2023 Fiscal Year Final Research Report

Semi-supervised Machine Translation based on Quality Estimation

Research Project

PDF

Project/Area Number	20K19861
Research Category	Grant-in-Aid for Early-Career Scientists
Allocation Type	Multi-year Fund
Review Section	Basic Section 61030:Intelligent informatics-related
Research Institution	Ehime University
Principal Investigator	Kajiwara Tomoyuki 愛媛大学, 理工学研究科(工学系), 講師 (70824960)
Project Period (FY)	2020-04-01 – 2024-03-31
Keywords	機械翻訳 / 品質推定 / 強化学習
Outline of Final Research Achievements	Improving machine translation performance is an urgent task for the Osaka Expo. In this research, we worked on quality estimation for automatic evaluation of output sentences by natural language processing models without reference sentences, and also trained machine translation and other text generation models by reinforcement learning with such quality estimation as a reward. For the former, we proposed a series of methods for unsupervised quality estimation based on multilingual sentence encoders and achieved better performance than existing methods in terms of correlation with human evaluation.

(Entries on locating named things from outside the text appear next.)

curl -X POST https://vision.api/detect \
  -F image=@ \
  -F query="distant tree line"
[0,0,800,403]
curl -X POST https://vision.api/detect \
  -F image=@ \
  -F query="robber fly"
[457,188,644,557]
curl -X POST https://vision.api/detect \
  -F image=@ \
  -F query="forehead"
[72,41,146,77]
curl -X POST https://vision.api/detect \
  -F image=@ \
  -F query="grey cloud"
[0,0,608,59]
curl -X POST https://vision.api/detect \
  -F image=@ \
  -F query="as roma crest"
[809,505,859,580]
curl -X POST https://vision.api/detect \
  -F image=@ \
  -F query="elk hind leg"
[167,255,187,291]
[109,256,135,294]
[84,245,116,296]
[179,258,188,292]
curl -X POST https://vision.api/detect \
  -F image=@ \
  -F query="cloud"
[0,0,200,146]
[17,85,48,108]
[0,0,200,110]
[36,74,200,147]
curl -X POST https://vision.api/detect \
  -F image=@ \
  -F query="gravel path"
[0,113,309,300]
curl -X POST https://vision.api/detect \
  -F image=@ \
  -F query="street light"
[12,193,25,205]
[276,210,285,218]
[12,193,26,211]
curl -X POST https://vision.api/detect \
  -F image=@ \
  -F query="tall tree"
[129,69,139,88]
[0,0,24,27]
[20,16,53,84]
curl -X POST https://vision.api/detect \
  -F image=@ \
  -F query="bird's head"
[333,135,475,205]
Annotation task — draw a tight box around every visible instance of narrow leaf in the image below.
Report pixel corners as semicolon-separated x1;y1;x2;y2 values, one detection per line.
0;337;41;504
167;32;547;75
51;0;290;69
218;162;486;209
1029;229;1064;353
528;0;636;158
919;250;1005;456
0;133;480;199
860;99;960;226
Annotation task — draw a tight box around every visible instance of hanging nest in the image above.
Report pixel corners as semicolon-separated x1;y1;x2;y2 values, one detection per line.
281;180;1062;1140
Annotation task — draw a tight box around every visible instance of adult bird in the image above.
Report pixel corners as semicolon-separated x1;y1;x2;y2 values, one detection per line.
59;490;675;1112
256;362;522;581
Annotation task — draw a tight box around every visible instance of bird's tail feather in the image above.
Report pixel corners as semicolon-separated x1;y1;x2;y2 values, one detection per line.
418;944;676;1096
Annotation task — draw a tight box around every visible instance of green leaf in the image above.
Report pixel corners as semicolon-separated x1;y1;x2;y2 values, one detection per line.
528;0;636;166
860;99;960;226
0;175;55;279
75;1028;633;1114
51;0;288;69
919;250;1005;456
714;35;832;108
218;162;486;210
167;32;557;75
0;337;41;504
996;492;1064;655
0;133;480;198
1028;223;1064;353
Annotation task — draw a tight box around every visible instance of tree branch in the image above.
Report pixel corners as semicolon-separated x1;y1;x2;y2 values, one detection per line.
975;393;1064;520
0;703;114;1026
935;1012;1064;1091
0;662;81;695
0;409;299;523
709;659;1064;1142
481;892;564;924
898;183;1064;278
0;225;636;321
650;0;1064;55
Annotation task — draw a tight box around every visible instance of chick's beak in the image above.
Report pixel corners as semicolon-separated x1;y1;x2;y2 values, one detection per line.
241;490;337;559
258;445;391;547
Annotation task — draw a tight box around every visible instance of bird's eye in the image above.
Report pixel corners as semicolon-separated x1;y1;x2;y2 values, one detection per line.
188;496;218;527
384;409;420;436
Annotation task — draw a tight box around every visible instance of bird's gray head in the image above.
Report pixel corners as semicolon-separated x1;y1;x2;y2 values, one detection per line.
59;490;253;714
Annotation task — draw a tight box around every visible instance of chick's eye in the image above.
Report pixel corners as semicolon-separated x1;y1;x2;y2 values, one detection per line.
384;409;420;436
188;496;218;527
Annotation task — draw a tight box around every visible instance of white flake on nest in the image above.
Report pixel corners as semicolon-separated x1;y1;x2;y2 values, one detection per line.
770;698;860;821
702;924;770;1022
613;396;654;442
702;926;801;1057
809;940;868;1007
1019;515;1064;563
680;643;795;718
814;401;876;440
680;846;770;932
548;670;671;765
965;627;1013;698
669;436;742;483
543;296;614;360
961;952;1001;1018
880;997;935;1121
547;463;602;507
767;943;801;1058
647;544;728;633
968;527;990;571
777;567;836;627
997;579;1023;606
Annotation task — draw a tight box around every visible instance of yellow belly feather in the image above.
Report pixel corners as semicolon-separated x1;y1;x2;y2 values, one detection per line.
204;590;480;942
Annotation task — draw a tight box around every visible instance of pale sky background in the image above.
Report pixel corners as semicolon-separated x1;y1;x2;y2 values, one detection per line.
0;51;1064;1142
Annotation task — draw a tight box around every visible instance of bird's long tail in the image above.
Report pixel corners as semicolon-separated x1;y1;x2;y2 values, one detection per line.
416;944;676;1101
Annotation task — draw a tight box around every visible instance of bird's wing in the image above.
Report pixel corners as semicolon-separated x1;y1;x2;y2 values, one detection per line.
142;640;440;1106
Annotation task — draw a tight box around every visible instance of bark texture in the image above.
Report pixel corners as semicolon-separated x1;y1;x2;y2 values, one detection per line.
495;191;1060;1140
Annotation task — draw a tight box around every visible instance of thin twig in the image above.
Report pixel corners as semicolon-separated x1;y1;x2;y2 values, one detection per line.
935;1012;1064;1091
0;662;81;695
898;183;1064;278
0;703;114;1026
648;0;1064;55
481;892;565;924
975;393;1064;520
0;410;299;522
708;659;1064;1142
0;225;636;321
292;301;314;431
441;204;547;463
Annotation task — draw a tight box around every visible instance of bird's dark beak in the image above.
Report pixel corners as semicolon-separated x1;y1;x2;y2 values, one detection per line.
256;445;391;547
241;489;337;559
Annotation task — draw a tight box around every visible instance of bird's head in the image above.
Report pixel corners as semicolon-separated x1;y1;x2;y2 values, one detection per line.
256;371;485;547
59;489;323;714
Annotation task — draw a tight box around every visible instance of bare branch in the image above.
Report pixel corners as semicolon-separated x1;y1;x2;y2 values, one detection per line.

For the latter, we improved the quality of the generated text by reinforcement learning, which employs quality estimation as a reward function for machine translation and text simplification.
Free Research Field	自然言語処理
Academic Significance and Societal Importance of the Research Achievements	大阪万博に向けて、機械翻訳の精度向上が急務である。従来の機械翻訳の訓練では、出力文と正解文の単語一致率を最大化するように深層学習モデルを最適化するのが一般的であり、正解文と表層的に異なる出力文は意味的に正しくともペナルティを受けてしまう。単語単位で表層的な評価に基づくフィードバックを行う従来手法に対して、本研究では、文単位で意味的な評価に基づくフィードバックを用いて機械翻訳を訓練する。正解文の表現に対する依存を減らして柔軟な訓練を実現する本手法は、機械翻訳をはじめとする様々なテキスト生成技術の性能を改善する可能性を持つ。本研究では、機械翻訳とテキスト平易化において、その有効性を検証した。